One study comparing the effects of oxandrolone to other agents including as methyltestosterone, norethandrolone, fluoxymesterone and methAndriol clearly supports this notion.
Here it was demonstrated that oxandrolone causes the lowest sulfobromophthalein (BSP; a marker of liver stress) retention among all the alkylated orals tested. 20mg of oxandrolone in fact produced 72% less BSP retention than an equal dosage of fluoxyrnesterone, which is a considerable difference being that they possess the same liver-toxic alteration.
With such findings, combined with the fact that athletes rarely report trouble with this drug, most feel comfortable believing it to be much safer to use during longer cycles than most of other orals with this distinction. Although this may very well be true, the chance of liver damage still cannot be excluded, especially with hogher dosages.
At one time oxandrolone was also looked at as a possible drug for those suffering from disorders of high cholesterol or triglycerides.

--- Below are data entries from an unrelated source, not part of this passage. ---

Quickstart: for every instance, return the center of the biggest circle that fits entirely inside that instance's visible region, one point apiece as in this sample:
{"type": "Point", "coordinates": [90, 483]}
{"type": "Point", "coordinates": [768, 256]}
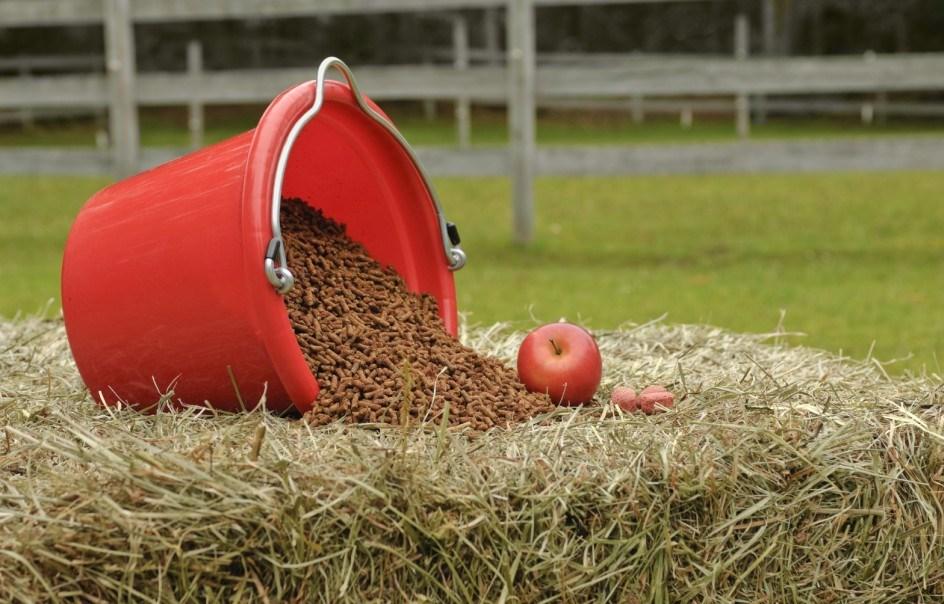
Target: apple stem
{"type": "Point", "coordinates": [557, 349]}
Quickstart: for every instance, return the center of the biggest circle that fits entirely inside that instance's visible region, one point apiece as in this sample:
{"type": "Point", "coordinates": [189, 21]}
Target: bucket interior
{"type": "Point", "coordinates": [356, 173]}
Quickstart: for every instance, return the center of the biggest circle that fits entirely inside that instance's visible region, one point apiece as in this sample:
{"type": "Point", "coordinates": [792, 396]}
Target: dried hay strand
{"type": "Point", "coordinates": [784, 474]}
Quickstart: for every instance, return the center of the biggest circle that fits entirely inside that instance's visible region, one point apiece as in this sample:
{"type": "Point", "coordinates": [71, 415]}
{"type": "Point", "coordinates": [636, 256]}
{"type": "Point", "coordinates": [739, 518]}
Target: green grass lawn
{"type": "Point", "coordinates": [852, 259]}
{"type": "Point", "coordinates": [169, 129]}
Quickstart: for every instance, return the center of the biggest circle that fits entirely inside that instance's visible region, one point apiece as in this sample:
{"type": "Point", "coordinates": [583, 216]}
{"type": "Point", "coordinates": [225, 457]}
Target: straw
{"type": "Point", "coordinates": [783, 474]}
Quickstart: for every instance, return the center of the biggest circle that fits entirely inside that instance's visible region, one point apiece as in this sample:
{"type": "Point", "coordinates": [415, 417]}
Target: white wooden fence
{"type": "Point", "coordinates": [520, 81]}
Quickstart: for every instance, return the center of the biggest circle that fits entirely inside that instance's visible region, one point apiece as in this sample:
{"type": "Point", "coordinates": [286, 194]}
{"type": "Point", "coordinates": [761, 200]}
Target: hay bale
{"type": "Point", "coordinates": [783, 474]}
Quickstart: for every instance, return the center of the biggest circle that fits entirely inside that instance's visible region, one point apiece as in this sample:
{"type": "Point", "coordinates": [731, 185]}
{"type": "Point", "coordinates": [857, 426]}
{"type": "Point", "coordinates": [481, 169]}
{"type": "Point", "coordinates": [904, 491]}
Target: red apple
{"type": "Point", "coordinates": [562, 360]}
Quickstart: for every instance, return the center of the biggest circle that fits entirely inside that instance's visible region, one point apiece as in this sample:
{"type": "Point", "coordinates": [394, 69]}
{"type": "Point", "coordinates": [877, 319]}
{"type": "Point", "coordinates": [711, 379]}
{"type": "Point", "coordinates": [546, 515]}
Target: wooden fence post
{"type": "Point", "coordinates": [492, 39]}
{"type": "Point", "coordinates": [740, 52]}
{"type": "Point", "coordinates": [120, 63]}
{"type": "Point", "coordinates": [521, 114]}
{"type": "Point", "coordinates": [460, 49]}
{"type": "Point", "coordinates": [638, 108]}
{"type": "Point", "coordinates": [769, 31]}
{"type": "Point", "coordinates": [195, 121]}
{"type": "Point", "coordinates": [26, 113]}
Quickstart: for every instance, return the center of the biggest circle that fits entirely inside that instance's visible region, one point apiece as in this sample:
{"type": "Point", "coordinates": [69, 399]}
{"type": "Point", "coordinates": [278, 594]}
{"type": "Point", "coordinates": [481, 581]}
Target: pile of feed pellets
{"type": "Point", "coordinates": [380, 352]}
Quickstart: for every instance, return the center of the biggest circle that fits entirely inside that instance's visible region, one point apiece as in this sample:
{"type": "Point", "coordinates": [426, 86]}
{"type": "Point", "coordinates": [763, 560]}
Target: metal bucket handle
{"type": "Point", "coordinates": [276, 263]}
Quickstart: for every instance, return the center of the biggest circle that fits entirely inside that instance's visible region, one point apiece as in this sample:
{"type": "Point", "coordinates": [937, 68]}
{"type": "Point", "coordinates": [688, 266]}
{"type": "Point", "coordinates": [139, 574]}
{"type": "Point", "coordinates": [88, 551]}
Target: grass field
{"type": "Point", "coordinates": [168, 128]}
{"type": "Point", "coordinates": [851, 259]}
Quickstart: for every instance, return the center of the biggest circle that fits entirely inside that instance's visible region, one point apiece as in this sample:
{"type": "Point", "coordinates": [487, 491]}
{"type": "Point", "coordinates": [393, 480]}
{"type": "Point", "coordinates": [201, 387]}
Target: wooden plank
{"type": "Point", "coordinates": [485, 84]}
{"type": "Point", "coordinates": [44, 62]}
{"type": "Point", "coordinates": [521, 114]}
{"type": "Point", "coordinates": [695, 76]}
{"type": "Point", "coordinates": [852, 155]}
{"type": "Point", "coordinates": [460, 40]}
{"type": "Point", "coordinates": [691, 77]}
{"type": "Point", "coordinates": [123, 109]}
{"type": "Point", "coordinates": [849, 155]}
{"type": "Point", "coordinates": [19, 13]}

Early studies showed it to be capable of lowering total cholesterol and triglyceride values in certain types of hyperlipidemic patients, which initially this was thought to signify potential for this drug as a hypo-lipid (lipid lowering) agent.

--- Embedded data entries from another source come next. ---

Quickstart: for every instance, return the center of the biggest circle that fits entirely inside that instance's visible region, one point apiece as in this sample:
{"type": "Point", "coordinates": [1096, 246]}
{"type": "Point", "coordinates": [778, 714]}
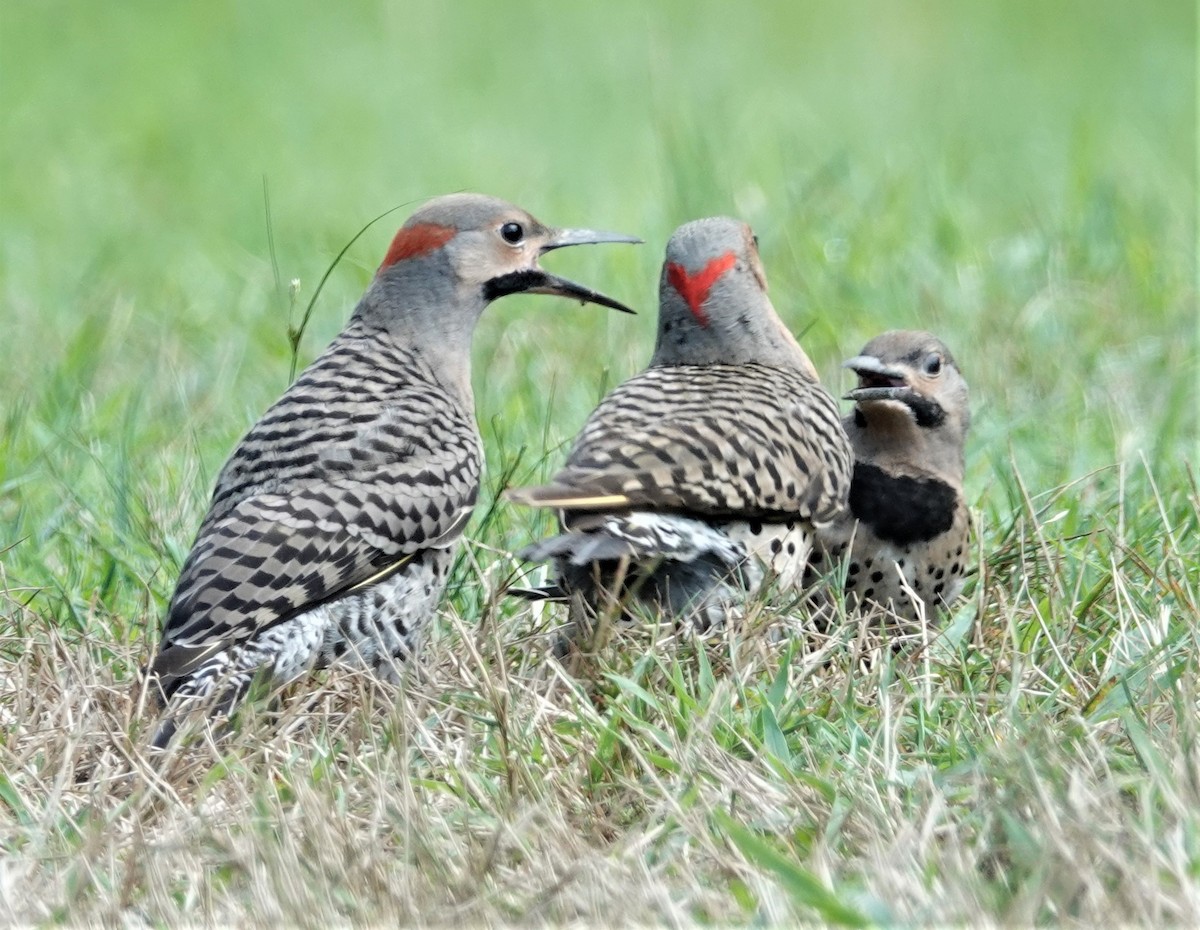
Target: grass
{"type": "Point", "coordinates": [1017, 178]}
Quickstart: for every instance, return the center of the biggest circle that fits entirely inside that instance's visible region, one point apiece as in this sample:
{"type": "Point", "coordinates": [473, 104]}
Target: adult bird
{"type": "Point", "coordinates": [334, 523]}
{"type": "Point", "coordinates": [701, 478]}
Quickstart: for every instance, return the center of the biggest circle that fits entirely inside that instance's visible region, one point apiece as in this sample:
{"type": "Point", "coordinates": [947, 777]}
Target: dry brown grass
{"type": "Point", "coordinates": [1018, 773]}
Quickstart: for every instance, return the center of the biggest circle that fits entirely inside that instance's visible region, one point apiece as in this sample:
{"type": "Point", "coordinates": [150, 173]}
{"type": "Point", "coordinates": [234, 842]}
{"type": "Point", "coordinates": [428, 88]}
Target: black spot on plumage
{"type": "Point", "coordinates": [900, 509]}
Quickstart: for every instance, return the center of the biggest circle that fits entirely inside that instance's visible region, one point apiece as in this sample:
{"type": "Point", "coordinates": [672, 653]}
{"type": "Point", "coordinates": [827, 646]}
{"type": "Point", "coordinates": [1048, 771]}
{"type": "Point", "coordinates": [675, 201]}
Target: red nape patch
{"type": "Point", "coordinates": [417, 240]}
{"type": "Point", "coordinates": [694, 288]}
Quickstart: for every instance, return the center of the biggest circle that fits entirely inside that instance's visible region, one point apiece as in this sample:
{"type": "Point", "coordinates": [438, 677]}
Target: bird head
{"type": "Point", "coordinates": [713, 304]}
{"type": "Point", "coordinates": [910, 379]}
{"type": "Point", "coordinates": [484, 249]}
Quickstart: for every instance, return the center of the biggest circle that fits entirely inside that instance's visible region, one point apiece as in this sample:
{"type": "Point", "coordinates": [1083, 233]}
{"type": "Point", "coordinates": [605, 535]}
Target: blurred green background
{"type": "Point", "coordinates": [1017, 177]}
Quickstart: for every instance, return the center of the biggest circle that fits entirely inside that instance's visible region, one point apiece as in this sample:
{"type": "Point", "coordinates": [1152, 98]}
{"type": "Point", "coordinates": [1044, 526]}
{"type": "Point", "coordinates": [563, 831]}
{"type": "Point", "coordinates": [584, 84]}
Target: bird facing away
{"type": "Point", "coordinates": [702, 477]}
{"type": "Point", "coordinates": [906, 529]}
{"type": "Point", "coordinates": [334, 523]}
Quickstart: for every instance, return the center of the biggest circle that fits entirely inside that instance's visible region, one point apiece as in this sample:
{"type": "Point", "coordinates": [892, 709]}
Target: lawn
{"type": "Point", "coordinates": [1018, 178]}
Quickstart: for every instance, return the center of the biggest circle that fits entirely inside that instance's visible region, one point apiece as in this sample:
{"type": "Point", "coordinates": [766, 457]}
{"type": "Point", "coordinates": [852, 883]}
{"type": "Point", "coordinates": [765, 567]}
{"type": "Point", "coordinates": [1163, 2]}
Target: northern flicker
{"type": "Point", "coordinates": [701, 478]}
{"type": "Point", "coordinates": [906, 528]}
{"type": "Point", "coordinates": [333, 525]}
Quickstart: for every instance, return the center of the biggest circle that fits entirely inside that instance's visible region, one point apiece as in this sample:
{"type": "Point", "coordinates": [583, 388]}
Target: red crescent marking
{"type": "Point", "coordinates": [694, 288]}
{"type": "Point", "coordinates": [417, 240]}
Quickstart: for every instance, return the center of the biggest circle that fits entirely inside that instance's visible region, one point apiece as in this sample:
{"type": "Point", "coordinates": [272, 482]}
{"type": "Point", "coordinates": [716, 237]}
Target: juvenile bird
{"type": "Point", "coordinates": [334, 523]}
{"type": "Point", "coordinates": [907, 523]}
{"type": "Point", "coordinates": [701, 478]}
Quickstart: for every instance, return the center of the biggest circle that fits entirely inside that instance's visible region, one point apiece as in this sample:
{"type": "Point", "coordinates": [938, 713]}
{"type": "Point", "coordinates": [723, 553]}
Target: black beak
{"type": "Point", "coordinates": [535, 281]}
{"type": "Point", "coordinates": [876, 381]}
{"type": "Point", "coordinates": [879, 382]}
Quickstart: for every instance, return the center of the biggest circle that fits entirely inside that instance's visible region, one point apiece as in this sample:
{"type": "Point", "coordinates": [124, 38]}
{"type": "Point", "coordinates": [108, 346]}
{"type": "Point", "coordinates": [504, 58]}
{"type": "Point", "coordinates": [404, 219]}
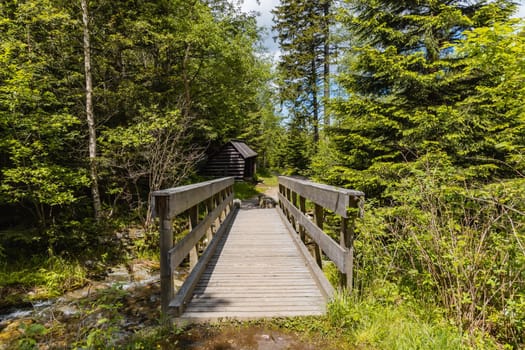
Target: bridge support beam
{"type": "Point", "coordinates": [166, 243]}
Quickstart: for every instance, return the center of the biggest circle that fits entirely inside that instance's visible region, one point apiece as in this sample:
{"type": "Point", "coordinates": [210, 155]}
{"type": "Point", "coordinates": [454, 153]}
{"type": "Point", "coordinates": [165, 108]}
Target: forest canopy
{"type": "Point", "coordinates": [419, 104]}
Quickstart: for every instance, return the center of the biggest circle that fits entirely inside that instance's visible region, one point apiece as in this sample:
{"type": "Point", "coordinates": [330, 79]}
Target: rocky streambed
{"type": "Point", "coordinates": [126, 301]}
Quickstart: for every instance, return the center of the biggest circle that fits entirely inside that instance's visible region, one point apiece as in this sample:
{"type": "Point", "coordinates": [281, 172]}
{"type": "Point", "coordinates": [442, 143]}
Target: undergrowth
{"type": "Point", "coordinates": [42, 277]}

With further investigation we find however that while use of this drug can be linked to a lowering of total cholesterol values, it is such that a redistribution in the ratio of good (HDL) to bad (LDL) cholesterol occurs, usually moving values in an unfavorable direction.
This would of course negate any positive effect that the drug might have on triglycerides or total cholesterol, and in fact make it a danger in terms of cardiac risk when taken for prolonged periods of time. Today we understand that as a group anabolic/androgenic steroids produce very unfavorable changes in lipid profiles, and are really not useful in disorders of lipid metabolism.